As long as I can run a certain distance, that’s all I care about. Sometimes I run fast when I feel like it, but if I increase the pace I shorten the amount of time I run, the point being to let the exhilaration I feel at the end of each run carry over to the next day. This is the same sort of tack I find necessary when writing a novel. I stop every day right at the point where I feel I can write more. Do that, and the next day’s work goes surprisingly smoothly. I think Ernest Hemingway did something like that. To keep on going, you have to keep up the rhythm. This is the important thing for long-term projects. Once you set the pace, the rest will follow. The problem is getting the flywheel to spin at a set speed—and to get to that point takes as much concentration and effort as you can manage.

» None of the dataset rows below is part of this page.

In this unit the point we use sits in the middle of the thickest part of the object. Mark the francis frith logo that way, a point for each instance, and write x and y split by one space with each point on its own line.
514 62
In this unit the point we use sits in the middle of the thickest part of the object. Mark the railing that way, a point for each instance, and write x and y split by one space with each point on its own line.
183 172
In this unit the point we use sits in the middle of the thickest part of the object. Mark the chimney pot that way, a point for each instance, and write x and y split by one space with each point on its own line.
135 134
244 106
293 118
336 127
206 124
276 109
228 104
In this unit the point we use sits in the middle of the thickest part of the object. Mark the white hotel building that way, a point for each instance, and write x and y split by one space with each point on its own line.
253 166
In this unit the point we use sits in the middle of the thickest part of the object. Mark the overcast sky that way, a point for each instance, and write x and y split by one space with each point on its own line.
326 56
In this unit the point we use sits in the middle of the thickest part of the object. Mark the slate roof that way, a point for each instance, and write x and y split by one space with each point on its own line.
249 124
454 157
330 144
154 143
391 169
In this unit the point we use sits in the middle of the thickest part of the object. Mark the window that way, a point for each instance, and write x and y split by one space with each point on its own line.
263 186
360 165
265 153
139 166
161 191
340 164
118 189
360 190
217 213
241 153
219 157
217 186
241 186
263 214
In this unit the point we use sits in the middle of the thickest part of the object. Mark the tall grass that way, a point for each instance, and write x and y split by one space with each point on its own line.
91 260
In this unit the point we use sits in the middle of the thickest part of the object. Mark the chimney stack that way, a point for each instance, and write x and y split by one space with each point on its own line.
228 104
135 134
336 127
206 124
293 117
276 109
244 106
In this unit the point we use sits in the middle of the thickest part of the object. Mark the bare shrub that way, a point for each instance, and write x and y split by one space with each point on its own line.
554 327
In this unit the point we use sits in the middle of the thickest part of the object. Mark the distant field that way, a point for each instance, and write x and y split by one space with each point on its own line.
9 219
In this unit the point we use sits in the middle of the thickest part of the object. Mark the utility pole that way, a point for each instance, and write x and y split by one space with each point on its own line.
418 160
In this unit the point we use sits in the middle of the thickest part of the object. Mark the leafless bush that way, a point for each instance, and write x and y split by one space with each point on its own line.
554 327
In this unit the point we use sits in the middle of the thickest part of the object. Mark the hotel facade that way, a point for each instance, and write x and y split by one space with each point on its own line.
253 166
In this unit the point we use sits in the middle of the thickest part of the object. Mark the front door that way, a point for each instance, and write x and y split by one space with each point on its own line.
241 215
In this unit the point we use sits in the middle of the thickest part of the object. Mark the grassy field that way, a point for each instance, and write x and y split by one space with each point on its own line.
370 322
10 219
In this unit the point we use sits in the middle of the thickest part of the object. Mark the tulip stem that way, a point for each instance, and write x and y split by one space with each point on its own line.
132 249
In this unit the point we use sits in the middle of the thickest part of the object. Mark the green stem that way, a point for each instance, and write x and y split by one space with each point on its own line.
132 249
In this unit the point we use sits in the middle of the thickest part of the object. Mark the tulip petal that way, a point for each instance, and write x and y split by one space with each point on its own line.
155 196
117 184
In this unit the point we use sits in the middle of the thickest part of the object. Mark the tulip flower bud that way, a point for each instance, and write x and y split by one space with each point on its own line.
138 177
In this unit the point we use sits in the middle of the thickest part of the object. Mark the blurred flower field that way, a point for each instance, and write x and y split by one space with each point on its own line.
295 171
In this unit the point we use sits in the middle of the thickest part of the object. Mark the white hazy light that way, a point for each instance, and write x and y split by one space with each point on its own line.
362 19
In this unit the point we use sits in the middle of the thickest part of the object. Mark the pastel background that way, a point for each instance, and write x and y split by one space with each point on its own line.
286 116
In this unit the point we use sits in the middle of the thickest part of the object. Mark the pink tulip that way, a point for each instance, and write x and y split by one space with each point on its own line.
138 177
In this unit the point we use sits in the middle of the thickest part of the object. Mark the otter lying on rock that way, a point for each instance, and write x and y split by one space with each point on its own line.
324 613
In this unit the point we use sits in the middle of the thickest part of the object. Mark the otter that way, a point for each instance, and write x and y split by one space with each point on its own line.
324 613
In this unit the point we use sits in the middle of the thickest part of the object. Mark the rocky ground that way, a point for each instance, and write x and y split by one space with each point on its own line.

This past fall, I taught a trail running and writing workshop in Montana. Every day, we talked about writing and creativity in the morning, then went for a trail run, and came back and talked about writing and creativity in the evening. In the weeks leading up to the workshop, I asked a few friends who write professionally how running affects their work. I got some interesting answers, and I later asked people on Instagram the same question. I heard from journalists, fiction writers, poets, cartoonists, songwriters, and other creatives, and I loved reading their answers—some of which parallel my own usage of running as a creative catalyst (and mental health tool), and some completely different. Here they are:

chart of mental noise vs distance of run
(Illustration: Brendan Leonard)

Running is to my writing what a rest day is to my running. I don’t see the benefit in real time but I’ve come to appreciate the role it plays.

It’s pretty rare for me to have an epiphany or a breakthrough on my run. If I do think of something, I almost always forget it by the time I sit back down to write. It’s actually a little jarring how clearly something might come to me four miles into an eight-miler and how, when I try to recall it at my desk, it’s like I’m trying to decode the cryptic scribblings of a coma patient.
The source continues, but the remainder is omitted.